All Products
Search
Document Center

Container Service for Kubernetes:Configure Shared GPU Scheduling cGPU Computing Power Scheduling Policy

Last Updated:Mar 26, 2026

ACK Pro edition clusters support GPU sharing through cGPU, which lets multiple containers share a single GPU by dividing its compute time into slices. This topic explains how to set the computing power allocation policy (the POLICY field in the cGPU DaemonSet) that controls how those time slices are distributed across containers.

For an introduction to cGPU, see What is cGPU.

Prerequisites

Before you begin, ensure that you have:

Constraints

  • All shared GPU nodes in a cluster must use the same policy.

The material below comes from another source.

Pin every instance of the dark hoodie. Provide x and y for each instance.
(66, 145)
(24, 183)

  • If the cGPU isolation module is already installed on a node, restart the node after you install the shared GPU component for the policy to take effect. To restart a node, see the referenced document.

    Run cat /proc/cgpu_km/version on the node to check whether the isolation module is installed. If the command returns a version number, the module is installed.
  • If the cGPU isolation module is not installed, the policy takes effect immediately after you install the shared GPU component.

Policy values

cGPU supports six scheduling policies. Choose the one that matches your workload requirements.

Value Policy Description
0 Average scheduling Each container receives a fixed time slice. The ratio is 1/max_inst.
1 Preemptive scheduling Each container takes as many time slices as possible. The ratio is 1/current_number_of_containers.
2 Weighted preemptive scheduling Applied automatically when ALIYUN_COM_GPU_SCHD_WEIGHT is greater than 1.
3 Fixed computing power scheduling Assigns a fixed percentage of compute to each container.
4 Weak computing power scheduling Provides lighter isolation than preemptive scheduling.
5 Native scheduling Uses the GPU driver's own scheduling method.

For more details on policy behavior and examples, see cGPU Service Usage Example.

Step 1: Check whether the shared GPU component is installed

The configuration procedure differs depending on whether the shared GPU component is already installed.

  1. Log on to the ACK console. In the left navigation pane, click Clusters.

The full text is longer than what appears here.